Adapun sebarannya dari hanya 3 Kecamatan pada periode PSBB pertama, menjadi 6 Kecamatan pada akhir PSBB Tahap 2.

Bupati juga menjelaskan alasan kenapa harus PSBB Penuh lagi selama 10 hari ke depan, adalah melihat tren covid-19 meningkat. Selain itu, ODR atau pemudik meningkat.

“Hari ini saja, penambahan 118 orang sehingga total odr/pemudik 2.174 orang yang tersebar di seluruh kecamatan. Yang dikhawatirkan akan terjadi penyebaran covid, karena.pemantauan dilapangan terhadap pemudik tidak bisa sepenuhnya di lakukan dan tergantung juga kepada kedisiplinan pemudik tersebut dalam menjalankan isolasi.mandirinya,” terang Bupati.

Dari 2.174 pemudik.tersebut,  baru 500 orang yang dilakukan test swab secara masif dan sekarang sedang menunggu hasilnya.

“Sisanya akan terus dilakukan swab test sehingga ada kejelasan pemudik tersebut terpapar atau tidak,” tuturnya.

Penetapan PSBB penuuh ini juga didasarkan pada kajian ilmiah dari pakar dan berdasarkan fakta dan data di lapangan yang dibahas oleh pakar dari ITB dan UNPAD, ahli kesehatan dan Tim Gugus TUgas.

“Chek point perbatasan, penegakan hukum dan mendisiplikan warga akan terus di intensifkan,” jelasnya.

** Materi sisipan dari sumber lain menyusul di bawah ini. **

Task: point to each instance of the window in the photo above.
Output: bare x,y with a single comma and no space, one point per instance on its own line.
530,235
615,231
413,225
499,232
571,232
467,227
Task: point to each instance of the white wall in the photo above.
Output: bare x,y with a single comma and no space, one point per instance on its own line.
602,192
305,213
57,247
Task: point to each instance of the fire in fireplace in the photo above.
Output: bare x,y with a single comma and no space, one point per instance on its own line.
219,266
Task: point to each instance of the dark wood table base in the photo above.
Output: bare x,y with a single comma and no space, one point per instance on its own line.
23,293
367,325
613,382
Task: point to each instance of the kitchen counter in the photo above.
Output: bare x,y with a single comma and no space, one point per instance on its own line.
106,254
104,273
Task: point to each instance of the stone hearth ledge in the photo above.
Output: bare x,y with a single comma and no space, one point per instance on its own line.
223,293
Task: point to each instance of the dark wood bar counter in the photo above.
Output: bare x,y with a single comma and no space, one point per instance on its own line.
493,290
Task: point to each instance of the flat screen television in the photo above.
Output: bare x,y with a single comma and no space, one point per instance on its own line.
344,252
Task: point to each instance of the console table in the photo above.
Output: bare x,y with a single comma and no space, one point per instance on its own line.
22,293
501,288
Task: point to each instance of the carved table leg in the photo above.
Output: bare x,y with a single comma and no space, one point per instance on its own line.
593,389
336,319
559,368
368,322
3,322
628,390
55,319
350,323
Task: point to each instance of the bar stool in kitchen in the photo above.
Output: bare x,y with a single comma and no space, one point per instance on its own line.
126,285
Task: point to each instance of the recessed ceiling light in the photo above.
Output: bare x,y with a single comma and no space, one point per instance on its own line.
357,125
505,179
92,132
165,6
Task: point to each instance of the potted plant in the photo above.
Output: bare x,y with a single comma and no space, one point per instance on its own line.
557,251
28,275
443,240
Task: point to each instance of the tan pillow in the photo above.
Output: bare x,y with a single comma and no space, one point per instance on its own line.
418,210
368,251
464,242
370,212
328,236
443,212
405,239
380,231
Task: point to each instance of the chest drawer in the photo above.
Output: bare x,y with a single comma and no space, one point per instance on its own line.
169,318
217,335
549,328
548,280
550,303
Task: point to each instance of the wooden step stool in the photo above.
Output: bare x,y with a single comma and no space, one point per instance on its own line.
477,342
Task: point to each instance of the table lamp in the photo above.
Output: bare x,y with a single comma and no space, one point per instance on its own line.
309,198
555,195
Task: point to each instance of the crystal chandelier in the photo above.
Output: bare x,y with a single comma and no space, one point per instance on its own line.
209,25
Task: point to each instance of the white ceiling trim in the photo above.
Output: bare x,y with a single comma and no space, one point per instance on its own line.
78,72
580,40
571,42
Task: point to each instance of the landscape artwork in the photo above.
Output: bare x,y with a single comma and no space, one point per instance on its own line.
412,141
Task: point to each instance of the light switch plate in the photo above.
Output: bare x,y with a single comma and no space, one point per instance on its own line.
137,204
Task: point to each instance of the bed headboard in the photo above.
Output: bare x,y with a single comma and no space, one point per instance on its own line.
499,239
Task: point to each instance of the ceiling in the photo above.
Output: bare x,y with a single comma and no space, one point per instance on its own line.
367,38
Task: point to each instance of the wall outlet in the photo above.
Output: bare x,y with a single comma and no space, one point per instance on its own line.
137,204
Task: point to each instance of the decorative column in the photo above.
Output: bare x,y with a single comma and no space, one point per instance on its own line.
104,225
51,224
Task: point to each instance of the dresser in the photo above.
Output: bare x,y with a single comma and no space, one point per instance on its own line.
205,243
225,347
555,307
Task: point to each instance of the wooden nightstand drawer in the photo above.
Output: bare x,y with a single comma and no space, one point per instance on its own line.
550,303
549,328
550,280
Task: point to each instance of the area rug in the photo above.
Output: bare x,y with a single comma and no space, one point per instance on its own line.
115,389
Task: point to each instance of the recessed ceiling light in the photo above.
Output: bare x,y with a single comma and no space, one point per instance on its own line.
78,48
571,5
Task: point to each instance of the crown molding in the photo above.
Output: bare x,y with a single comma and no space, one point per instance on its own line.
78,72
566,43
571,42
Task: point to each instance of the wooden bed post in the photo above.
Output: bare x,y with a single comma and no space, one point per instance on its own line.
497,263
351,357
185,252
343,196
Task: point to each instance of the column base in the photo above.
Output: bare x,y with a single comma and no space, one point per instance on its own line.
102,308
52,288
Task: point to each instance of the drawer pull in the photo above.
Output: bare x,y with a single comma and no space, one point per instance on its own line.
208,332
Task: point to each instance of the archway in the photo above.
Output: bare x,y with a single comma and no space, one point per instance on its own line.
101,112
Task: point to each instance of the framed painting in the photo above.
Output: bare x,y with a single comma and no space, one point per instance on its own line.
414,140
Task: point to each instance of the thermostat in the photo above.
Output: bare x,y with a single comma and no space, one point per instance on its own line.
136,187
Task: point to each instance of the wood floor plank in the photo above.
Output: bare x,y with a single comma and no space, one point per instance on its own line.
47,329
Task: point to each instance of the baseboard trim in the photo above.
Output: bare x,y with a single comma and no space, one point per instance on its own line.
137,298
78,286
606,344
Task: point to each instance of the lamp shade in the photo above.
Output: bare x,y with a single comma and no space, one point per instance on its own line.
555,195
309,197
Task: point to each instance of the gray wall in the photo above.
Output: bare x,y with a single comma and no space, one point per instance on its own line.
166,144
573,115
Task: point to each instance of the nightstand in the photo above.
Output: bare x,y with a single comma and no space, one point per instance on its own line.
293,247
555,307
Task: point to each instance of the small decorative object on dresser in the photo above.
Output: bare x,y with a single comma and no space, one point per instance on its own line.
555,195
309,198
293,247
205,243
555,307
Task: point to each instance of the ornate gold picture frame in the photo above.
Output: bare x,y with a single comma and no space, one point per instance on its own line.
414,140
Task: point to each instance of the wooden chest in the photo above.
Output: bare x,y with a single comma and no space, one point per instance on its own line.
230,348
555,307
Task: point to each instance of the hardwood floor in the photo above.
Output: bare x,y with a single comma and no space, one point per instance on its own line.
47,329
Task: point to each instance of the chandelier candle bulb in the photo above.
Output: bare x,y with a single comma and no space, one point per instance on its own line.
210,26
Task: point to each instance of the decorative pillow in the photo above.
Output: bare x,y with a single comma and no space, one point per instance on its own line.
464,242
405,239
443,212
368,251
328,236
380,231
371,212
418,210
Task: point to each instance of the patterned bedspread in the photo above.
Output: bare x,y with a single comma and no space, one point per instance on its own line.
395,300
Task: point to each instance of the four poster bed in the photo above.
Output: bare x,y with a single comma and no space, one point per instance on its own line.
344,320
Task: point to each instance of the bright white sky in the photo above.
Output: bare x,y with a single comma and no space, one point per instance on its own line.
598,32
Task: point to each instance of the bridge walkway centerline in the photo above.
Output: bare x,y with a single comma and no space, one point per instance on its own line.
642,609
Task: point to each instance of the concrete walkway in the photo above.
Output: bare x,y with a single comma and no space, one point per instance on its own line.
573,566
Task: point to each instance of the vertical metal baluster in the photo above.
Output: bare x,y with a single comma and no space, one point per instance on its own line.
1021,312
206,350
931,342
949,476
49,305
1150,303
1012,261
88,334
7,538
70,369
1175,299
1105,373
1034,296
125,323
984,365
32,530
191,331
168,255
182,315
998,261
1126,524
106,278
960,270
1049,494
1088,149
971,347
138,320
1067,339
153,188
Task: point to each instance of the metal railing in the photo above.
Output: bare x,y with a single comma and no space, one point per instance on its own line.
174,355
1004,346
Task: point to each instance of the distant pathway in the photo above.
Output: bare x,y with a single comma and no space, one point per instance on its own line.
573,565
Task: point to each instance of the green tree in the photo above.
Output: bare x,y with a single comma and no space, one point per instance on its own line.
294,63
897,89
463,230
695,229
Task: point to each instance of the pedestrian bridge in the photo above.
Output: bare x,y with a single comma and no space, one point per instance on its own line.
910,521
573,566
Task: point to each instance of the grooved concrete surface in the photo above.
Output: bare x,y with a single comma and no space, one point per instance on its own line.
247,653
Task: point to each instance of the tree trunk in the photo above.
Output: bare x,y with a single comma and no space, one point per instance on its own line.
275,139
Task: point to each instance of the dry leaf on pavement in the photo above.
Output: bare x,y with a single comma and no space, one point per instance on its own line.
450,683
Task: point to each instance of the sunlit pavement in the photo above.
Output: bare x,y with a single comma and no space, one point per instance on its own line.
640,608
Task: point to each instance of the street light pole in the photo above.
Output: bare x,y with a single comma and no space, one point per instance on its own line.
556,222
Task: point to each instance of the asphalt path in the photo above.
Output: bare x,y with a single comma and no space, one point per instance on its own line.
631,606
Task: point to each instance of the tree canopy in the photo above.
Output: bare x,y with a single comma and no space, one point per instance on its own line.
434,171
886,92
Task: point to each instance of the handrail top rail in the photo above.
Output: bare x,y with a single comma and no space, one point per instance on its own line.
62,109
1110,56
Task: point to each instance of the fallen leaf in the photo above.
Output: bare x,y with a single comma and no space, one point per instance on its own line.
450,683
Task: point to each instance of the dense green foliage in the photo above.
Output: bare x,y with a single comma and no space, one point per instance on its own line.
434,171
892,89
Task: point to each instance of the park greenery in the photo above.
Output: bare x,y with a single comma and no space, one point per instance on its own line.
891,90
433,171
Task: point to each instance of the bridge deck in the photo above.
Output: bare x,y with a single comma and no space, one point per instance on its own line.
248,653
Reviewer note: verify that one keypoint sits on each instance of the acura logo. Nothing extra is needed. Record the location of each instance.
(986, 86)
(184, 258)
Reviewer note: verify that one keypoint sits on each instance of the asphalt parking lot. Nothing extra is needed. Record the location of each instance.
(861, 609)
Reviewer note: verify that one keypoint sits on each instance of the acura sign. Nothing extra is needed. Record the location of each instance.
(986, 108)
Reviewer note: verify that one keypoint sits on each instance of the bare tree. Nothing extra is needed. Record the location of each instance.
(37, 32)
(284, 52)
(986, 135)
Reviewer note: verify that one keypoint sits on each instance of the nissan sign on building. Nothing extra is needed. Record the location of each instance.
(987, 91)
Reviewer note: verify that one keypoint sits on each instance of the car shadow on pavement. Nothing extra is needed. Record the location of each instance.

Bupati juga memastikan, jika ada relaksasi nantinya bisa jebol. Ada perpindahan kegiatan orang dari yang PSBB ke yang relaksasi dan yang mudik di daerah relaksasi dikhawatirkan juga akan bebas beraktivitas, akhirnya apa yang dilakukan selama 2 bulan ini dan telah.menunjukan keberhasilan akan sia sia lagi dan kembali ke awal.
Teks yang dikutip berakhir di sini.